Our Korean Future?

Here’s three tools for kicking back and thinking about the future.

  • The Future Boy Column in Business 2.0 this week focuses on the South Korea’s status as the place to go to look at the consequences of providing a whole population with cheap, fast broadband. The South Koreans are integrating connectivity into their culture in fascinating and suggestive ways–ways that the author suggests make Korea’s future dominance in the area probable.
  • In an complementary essay Susan Crawford uses the Korean (and Japanese experience) as an excuse for focusing on getting more competition in the US market. There are only a few basic choices and each has its problems.

(Here’s a caveat on the first two stories: both authors as Americans find it easy to take a look at a desirable situation that has any element of competition in it and identify competition as the cause of the desirable situation–and that’s enough to “be” the answer. I suspect Koreans wouldn’t make that mistake. The most striking difference between the American and Korean experiences is that the Koreans government funded a huge modern backbone, heavily subsidized companies building last mile solutions, and pushed most of its competition by regulatory means. Korean competition is based on something like the US CLEC model (which the FCC has abandoned)–the network owners are forced to sell their access at favorable wholesale rates to third-party providers. The Koreans had a clear goal: get high speed bandwidth to everyone–and they ruthlessly, without our regard for ideology, did what was necessary to make that happen.)
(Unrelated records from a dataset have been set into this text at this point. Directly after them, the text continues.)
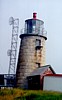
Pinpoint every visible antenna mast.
[8,17,19,74]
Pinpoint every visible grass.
[0,89,62,100]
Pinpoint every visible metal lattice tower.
[8,17,19,74]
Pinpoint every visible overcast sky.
[0,0,62,73]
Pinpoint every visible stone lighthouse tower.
[16,13,47,88]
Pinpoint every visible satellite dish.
[9,17,14,25]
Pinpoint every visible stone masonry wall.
[16,36,45,88]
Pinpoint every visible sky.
[0,0,62,74]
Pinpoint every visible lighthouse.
[16,13,47,89]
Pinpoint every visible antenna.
[7,17,19,75]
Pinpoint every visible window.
[36,39,41,46]
[35,39,43,50]
[36,63,40,68]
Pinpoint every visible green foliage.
[0,89,62,100]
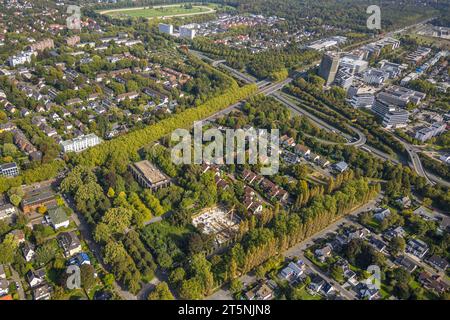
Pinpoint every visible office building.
[319,52,339,86]
[335,68,354,90]
[339,55,369,74]
[363,69,388,86]
[377,86,427,107]
[414,122,447,142]
[347,93,375,108]
[372,99,409,128]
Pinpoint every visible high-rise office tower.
[319,52,339,86]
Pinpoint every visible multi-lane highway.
[190,32,450,187]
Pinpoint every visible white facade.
[180,26,195,40]
[8,51,34,67]
[61,133,101,153]
[158,23,173,34]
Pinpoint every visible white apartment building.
[158,23,173,34]
[8,51,35,67]
[61,133,101,153]
[180,25,195,40]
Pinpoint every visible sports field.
[100,3,215,18]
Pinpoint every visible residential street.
[205,194,383,300]
[63,197,137,300]
[9,266,25,300]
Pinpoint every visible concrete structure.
[377,86,427,107]
[339,55,369,74]
[372,99,409,128]
[61,133,101,153]
[363,69,389,86]
[347,93,375,108]
[129,160,171,190]
[318,52,339,86]
[21,186,56,214]
[335,68,354,90]
[414,122,447,142]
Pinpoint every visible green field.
[100,4,215,18]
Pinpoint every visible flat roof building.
[318,52,339,86]
[129,160,171,190]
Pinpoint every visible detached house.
[314,244,333,262]
[47,207,70,230]
[58,232,81,258]
[406,239,429,259]
[294,144,311,157]
[22,242,36,262]
[278,260,306,282]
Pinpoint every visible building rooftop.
[134,160,167,184]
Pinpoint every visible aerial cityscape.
[0,0,450,306]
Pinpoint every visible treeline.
[290,79,405,155]
[212,179,380,284]
[419,152,450,181]
[0,160,66,193]
[72,85,256,166]
[192,37,320,79]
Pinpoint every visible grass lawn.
[100,3,216,18]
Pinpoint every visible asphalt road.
[206,194,382,300]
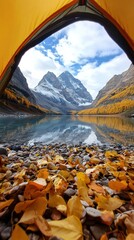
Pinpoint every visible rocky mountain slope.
[79,65,134,115]
[0,68,50,114]
[33,71,92,113]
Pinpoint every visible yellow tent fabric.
[0,0,134,92]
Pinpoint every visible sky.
[19,21,131,99]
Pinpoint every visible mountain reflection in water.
[0,116,134,145]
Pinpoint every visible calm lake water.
[0,116,134,145]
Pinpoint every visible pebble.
[0,148,8,156]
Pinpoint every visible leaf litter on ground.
[0,144,134,240]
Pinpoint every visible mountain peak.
[35,71,92,111]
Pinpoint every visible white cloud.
[75,53,130,98]
[56,21,121,66]
[19,21,130,98]
[19,47,65,88]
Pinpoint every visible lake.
[0,116,134,145]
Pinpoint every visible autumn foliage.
[0,146,134,240]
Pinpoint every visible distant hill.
[79,65,134,115]
[33,71,93,113]
[0,68,50,114]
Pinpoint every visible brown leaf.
[19,197,47,224]
[88,181,105,194]
[0,199,14,211]
[108,180,127,192]
[11,224,29,240]
[49,216,83,240]
[67,196,83,218]
[126,233,134,240]
[35,216,52,237]
[78,187,93,206]
[37,169,49,179]
[95,194,124,211]
[24,181,44,200]
[100,233,108,240]
[48,193,67,215]
[101,210,114,226]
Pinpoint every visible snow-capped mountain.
[33,71,92,112]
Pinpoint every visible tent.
[0,0,134,93]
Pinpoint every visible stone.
[0,148,8,156]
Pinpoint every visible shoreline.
[0,144,134,240]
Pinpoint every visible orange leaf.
[105,150,118,158]
[88,182,105,194]
[11,224,29,240]
[14,199,35,213]
[126,233,134,240]
[100,233,108,240]
[53,177,68,194]
[24,181,44,199]
[49,216,83,240]
[35,216,52,237]
[48,193,67,214]
[108,180,127,192]
[78,187,93,206]
[37,169,49,179]
[19,197,47,224]
[67,196,83,218]
[0,199,14,211]
[101,210,114,226]
[95,195,124,211]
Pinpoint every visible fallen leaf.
[37,168,49,179]
[100,233,108,240]
[24,181,44,200]
[126,233,134,240]
[78,187,93,206]
[95,194,124,211]
[100,210,114,226]
[49,216,83,240]
[48,193,67,215]
[88,181,105,194]
[108,180,127,192]
[11,224,29,240]
[35,216,52,237]
[67,196,83,219]
[0,199,14,211]
[53,177,68,194]
[19,197,47,224]
[105,150,118,159]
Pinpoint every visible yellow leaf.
[101,210,114,226]
[105,150,118,158]
[95,195,124,211]
[78,187,93,206]
[53,177,68,194]
[76,172,90,184]
[48,193,67,214]
[37,169,49,179]
[88,182,105,194]
[100,233,108,240]
[49,216,83,240]
[35,216,52,237]
[67,196,83,218]
[0,199,14,211]
[11,224,29,240]
[14,199,35,213]
[19,197,47,224]
[24,181,44,200]
[126,233,134,240]
[108,180,127,192]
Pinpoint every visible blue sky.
[19,21,131,98]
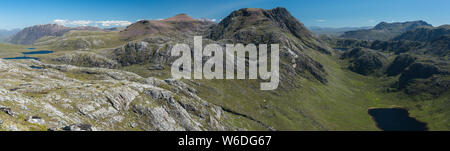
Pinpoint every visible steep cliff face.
[341,21,433,40]
[393,25,450,42]
[9,24,102,45]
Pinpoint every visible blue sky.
[0,0,450,29]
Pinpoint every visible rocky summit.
[0,7,450,131]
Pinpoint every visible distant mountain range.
[0,29,20,42]
[308,26,372,36]
[340,21,433,40]
[9,24,102,45]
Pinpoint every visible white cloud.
[53,19,132,27]
[53,19,93,26]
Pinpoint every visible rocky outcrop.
[393,25,450,42]
[397,61,450,97]
[341,48,386,75]
[341,21,433,40]
[9,24,102,45]
[0,59,234,131]
[386,54,417,76]
[53,51,119,69]
[399,63,440,88]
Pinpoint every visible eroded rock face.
[0,59,233,131]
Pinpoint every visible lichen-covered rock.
[0,59,233,131]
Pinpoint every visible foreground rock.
[0,59,234,131]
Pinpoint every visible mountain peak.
[374,20,432,31]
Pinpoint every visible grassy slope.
[186,51,450,130]
[0,34,450,130]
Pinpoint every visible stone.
[148,64,164,70]
[62,124,95,131]
[27,116,45,125]
[0,106,15,116]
  • The third story, an older one from Wired, takes a less economic tack. It focuses on cultural issues and cultural assumptions. In it the story is that the South Koreans have figured out that big broadband is most readily driven by social interaction; not by the solitary, couch-potato vision of consumption that drives the dreams of American providers. From the article:

    “South Korea’s broadband commons challenges North American assumptions about what bandwidth is for and why it’s relevant. In the US, cable, telephone, and media companies spin visions of set-top boxes and online jukeboxes, trying to “leverage content” and turn old archives into new media streams. There is a profound fear of empowering consumers to share media in a self-organizing way on a mass scale. Yet this is precisely what makes South Korea the broadband capital of the world. It’s not a futuristic fantasy that caters to alienated couch potatoes; it’s a present-day reality that meets the needs of a culture of joiners a place where physical and virtual are not mutually exclusive categories …”

All worth thinking about. What will shape Lafayette’s broadband future? How will economics and the unusual economic structure we will have hear interact with our unique cultures?

13 thoughts on “Our Korean Future?”

  1. I will point out again that the 1st step in South Korea’s advancement in telecommunications was to end government role as a “provider” of content and retail service provicer in telecommunications. They adopted the “open” system.

    Tim

  2. 🙂 which gives me the opportunity to repeat my earlier response to your position that South Korea’s experience in building out a huge infrastructure at govt. expense was a good idea:

    While I like–and actually think ideal–the idea that the national government would do the same for the internet that it did for the interstate highway system infrastructure I do think there are problems with the way you phrase things here.

    The models in Asia are not, by our standards, “privatization” models. The profit-taking companies are huge, closely integrated with the government and very much “directed” by government policy and massive, targeted investment to foster those policies. Think the old AT&T on steroids with an actual national broadband policy to fulfill.

    Again, I think your suggestion makes sense as far as it goes. It would be easy and relatively cheap for Govt to provide a huge cheap, fast publicly-owned backbone with utterly open access (and this would in a stroke solve the net neutrality debate). Its not being discussed because only dreamers like you and I think the phone and cable lobbies would allow it.

    But even with huge changes in the admin and congress that allowed the feds to displace the under-performing incumbents the cost-prohibitive part would be the local last mile. If public policy encouraged it and laws permitted I think most communities would shoulder this burden themselves and leave it open as you describe.

    But the overall solution would still include muni investment.

    For my money local muni investment can have only two logical outcomes:

    1) in the standard model of competition it will spur price breaks and more/better services

    2) if in fact your fears that it will in our special case stifle instead of stimulate competition are true that can only mean that wired telecom is a special case. I think that might be true. I’d not be surprised if fiber turned out to be what economists call a “natural monopoly” — the classic sign of that is that only one provider survives. (This has basically been true in both phone and cable (and electricity) for most of their wireline history.) In that case–monopoly!–the public would be better off owning it. This is the classic rationale for public utilities of all kinds.

    In both cases, taken as a whole, the entry of muni competition is a good thing. –especially if the muni is the first to field FTTH.